Adults significantly older than me, and young people alike have expressed the belief that if they would like to achieve intimacy in a relationship, sex is the venue. It goes beyond the “trying out” of their partner to make sure that they are compatible (which is flawed enough), but has become the path by which couples are attempting to establish a sense of closeness and intimacy.
Sex does not create intimacy–not real intimacy. It should be the result of intimacy. Building a relationship this way is like going out to a field and chewing on a cow expecting steak. Chew all you want; that sucker is never going to turn into a steak without the proper process. The cow needs to grow, be slaughtered, cut up, aged, sold and then seasoned and cooked before it becomes what it was meant to be (my apologies to vegetarians, but this analogy doesn’t work with broccoli). Intimacy is the result of a process as well—it’s sharing time, your heart–thoughts, feelings, hopes and dreams—going through difficulties and having fun, working together and all the other relationship building things that couples should do. This is what builds closeness. This is what builds intimacy.

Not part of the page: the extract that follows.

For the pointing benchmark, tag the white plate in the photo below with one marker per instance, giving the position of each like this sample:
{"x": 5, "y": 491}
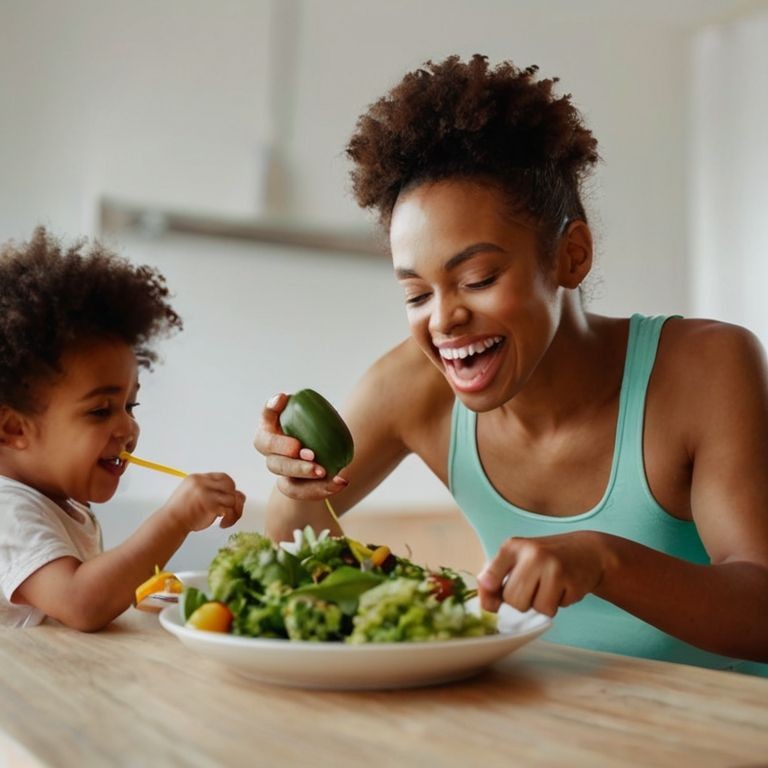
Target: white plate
{"x": 369, "y": 666}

Sex is the expression of closeness, not an agent to achieving it. If the intimacy isn’t there already, sex just creates a false sense of it. It’s meant to be the most perfect expression of self-giving, self-revelation and commitment. It’s the mutual handing over of heart, body, vulnerability and love to another. This kind of self-giving doesn’t belong to everyone you meet, everyone you date or everyone you share any level of intimacy with. God gives us marriage so that people who desire true intimacy with each other can cultivate a relationship where these things can flourish (and other stuff, too, but I’m just talking about sex, here). Sex doesn’t cause those things–it is the fulfillment of them.
Our relationship attitudes and our priorities have to be set straight to build strong, lasting relationships—marital or otherwise. We will never find real satisfaction in our relationships if we are relying on the effect to produce the cause.